Jakarta, Kompas - Perbedaan pandangan dalam pembahasan Rancangan Undang- Undang mengenai Pemerintahan Aceh pada materi soal kewenangan Mahkamah Syariah terentang sangat lebar.

Fraksi Partai Keadilan Sejahtera secara tegas meminta agar kewenangan Mahkamah Syariah diberlakukan bagi seluruh orang/ badan yang berada dan bertempat tinggal di Aceh.

Di "kubu berseberangan", Fraksi Partai Damai Sejahtera justru mengusulkan agar kewenangan itu terbatas hanya berlaku bagi orang Islam dan tidak berlaku secara keseluruhan.

Perbedaan pandangan antara F-PKS dan F-PDS terjadi juga dalam ketentuan mengenai pelaksanaan syariat Islam. Juru bicara F-PKS Nasir Djamil meminta ada ketentuan bahwa setiap warga negara Indonesia atau siapa pun yang bertempat tinggal atau singgah di Aceh wajib tunduk dan menghormati pelaksanaan syariat Islam.
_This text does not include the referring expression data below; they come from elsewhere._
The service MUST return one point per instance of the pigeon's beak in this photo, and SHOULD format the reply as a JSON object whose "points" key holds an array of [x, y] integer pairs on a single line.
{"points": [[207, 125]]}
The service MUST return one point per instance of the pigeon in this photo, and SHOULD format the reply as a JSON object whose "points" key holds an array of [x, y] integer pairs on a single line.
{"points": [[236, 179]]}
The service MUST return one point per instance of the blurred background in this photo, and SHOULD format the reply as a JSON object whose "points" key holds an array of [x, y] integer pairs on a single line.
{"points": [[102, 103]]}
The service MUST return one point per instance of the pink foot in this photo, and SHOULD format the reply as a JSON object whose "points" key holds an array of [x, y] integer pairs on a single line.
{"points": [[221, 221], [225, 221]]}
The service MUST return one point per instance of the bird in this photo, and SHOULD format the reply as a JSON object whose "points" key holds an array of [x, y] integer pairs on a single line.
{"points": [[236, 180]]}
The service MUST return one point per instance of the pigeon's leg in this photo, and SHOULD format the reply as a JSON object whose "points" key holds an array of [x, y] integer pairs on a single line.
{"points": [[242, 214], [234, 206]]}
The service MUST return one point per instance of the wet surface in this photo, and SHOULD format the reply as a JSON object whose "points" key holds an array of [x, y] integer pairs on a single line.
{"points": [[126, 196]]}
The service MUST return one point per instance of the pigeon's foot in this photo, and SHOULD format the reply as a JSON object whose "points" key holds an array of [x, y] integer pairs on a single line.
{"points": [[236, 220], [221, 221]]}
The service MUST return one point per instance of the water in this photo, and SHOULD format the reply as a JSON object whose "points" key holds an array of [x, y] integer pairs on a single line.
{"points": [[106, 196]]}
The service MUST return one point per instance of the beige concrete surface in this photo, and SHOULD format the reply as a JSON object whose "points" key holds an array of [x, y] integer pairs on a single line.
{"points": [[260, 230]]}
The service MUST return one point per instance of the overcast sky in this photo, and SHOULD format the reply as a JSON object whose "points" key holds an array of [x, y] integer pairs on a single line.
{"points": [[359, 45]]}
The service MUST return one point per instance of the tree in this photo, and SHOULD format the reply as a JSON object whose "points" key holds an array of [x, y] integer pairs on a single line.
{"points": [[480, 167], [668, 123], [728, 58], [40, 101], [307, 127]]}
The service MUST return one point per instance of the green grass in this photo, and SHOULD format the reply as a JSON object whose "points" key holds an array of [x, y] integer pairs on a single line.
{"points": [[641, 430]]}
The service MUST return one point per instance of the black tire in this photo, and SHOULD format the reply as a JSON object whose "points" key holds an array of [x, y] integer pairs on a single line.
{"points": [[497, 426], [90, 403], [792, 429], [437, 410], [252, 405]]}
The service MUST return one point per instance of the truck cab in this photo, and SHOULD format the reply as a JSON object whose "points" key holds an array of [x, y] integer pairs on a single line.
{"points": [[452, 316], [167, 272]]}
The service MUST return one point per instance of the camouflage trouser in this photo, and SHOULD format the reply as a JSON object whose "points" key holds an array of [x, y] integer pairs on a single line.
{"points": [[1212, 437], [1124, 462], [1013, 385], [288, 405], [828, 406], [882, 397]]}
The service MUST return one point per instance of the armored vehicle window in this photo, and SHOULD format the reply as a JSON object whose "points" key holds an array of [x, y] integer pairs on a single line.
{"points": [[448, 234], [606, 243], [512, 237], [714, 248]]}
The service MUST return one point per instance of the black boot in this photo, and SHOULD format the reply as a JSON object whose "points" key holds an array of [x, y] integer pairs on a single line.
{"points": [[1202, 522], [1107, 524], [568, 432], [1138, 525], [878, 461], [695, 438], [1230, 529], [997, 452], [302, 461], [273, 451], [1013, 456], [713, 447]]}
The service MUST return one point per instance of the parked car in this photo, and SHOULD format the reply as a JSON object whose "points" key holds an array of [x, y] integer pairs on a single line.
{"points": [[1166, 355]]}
Rufinus Sianturi dari F-PDS menilai, rumusan yang diajukan F-PKS tersebut berlebihan. Bahkan, untuk rumusan RUU yang menyatakan siapa pun wajib menghormati pelaksanaan syariat Islam pun sudah dipertanyakan tentang rumusan penghormatan itu.

Persoalan dua pandangan soal pemberlakuan syariat Islam itu terlihat saat Rapat Kerja Panitia Khusus RUU Pemerintahan Aceh di Gedung DPR, Selasa (25/4).

Di luar perbedaan pandangan antara F-PKS dan F-PDS, pendapat fraksi lain pun beragam. Ada yang berpendapat bahwa kewenangan itu hanya untuk pemeluk agama Islam, seperti F-PDIP dan F-PD. Namun, ada pula fraksi yang mengusulkan agar kewenangan Mahkamah Syariah juga diberlakukan bagi warga non-Muslim yang melakukan tindak pidana atau sengketa perdata bersama warga Muslim, seperti F-KB.

Selain itu, misalnya, F-PG, F-PAN, ataupun F-BPD menawarkan agar kewenangan Mahkamah Syariah juga dapat diberlakukan bagi warga non-Muslim atas dasar kesukarelaan.

Sementara Menteri Sekretaris Negara Yusril Ihza Mahendra menyebutkan tidak ada pilihan hukum menyangkut hukum publik. Pilihan itu hanya ada untuk hukum privat. Secara sosiologis, pemerintah mengintrodusir pemberlakuan syariat Islam di Aceh karena memang hukum itu hidup dalam kesadaran hukum masyarakat Aceh. "Ketentuan hukum materiil dan beracara dapat diserahkan pada qanun Aceh," katanya.

Anggota pansus Permadi (F-PDIP, Jawa Timur IX) mengingatkan, jika ketentuan syariat Islam diberlakukan di Aceh, penerapannya harus dihormati dan tanpa pandang bulu.

Di luar Gedung DPR, secara terpisah anggota pansus Marzuki Darusman menilai keberatan yang dilontarkan F-PDIP dan F-PDS itu sekadar bentuk tawar- menawar politik.

Tolak RUU

Sementara elemen masyarakat Aceh pendukung pembentukan Provinsi Aceh Leuser Antara (ALA) dan Aceh Barat Selatan (Abas) menyatakan penolakan mereka atas RUU Pemerintahan Aceh yang tidak aspiratif. Pasalnya, kehendak masyarakat di 11 kabupaten di Aceh untuk membentuk dua provinsi baru itu tak dimuatkan secara jelas dan tegas dalam RUU Pemerintahan Aceh.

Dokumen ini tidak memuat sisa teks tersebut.